But there is no doubt the system was Ferguson’s and as Sands was employed by Ferguson any input in design belonged to the Ferguson Company. Harry Ferguson took what he himself described as a “betrayal” of long-time friend and his past chief engineer very hard. In 1952 Harry Ferguson would win the court case in a consent judgement and the Ford Motor Company agreed to pay him 9.25M Dollars for patent infringements and stop production of the Ford 8N tractor by the end of 1952.
Later in the 1950s it is nice to know that Ferguson and Sands would meet and reconcile, putting their past differences behind them, becoming friends once again. Ferguson even agreed to give Sands a very generous pension as a way of saying thinks.
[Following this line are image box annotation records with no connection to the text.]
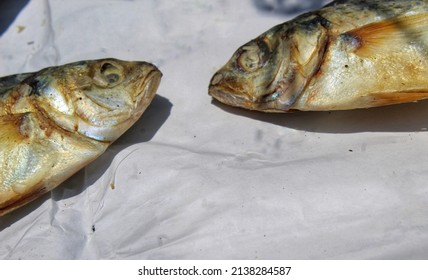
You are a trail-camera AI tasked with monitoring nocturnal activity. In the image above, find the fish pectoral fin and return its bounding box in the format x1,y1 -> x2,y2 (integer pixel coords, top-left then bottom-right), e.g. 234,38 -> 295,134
340,13 -> 428,57
0,113 -> 56,215
362,90 -> 428,107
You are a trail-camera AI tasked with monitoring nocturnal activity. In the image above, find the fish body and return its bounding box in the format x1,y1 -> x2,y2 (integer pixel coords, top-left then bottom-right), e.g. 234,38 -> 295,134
209,0 -> 428,112
0,59 -> 162,216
Ferguson knew that he owed Sands a great deal as he was the engineering talent with technical knowhow that made his genius ideas work.
Harry Ferguson who was not easy to impress, lavished praise on Archibald Greer and William Sands saying: “Nor could any words of mine express appreciation of what we owe to Mr William Sands and Mr Archibald Greer. To William Sands in particular, I would pay the highest possible tribute. These men have surely the right to a high place in the future of mechanised farming. To their engineering skill, their patience, and cheery co-operation in all our trials, I pay the highest possible complement.”
William John Sands would pass away in his sleep on October 8, 1981 at home in Belfast. He was 90 years old and was buried in Lisburn Cemetery.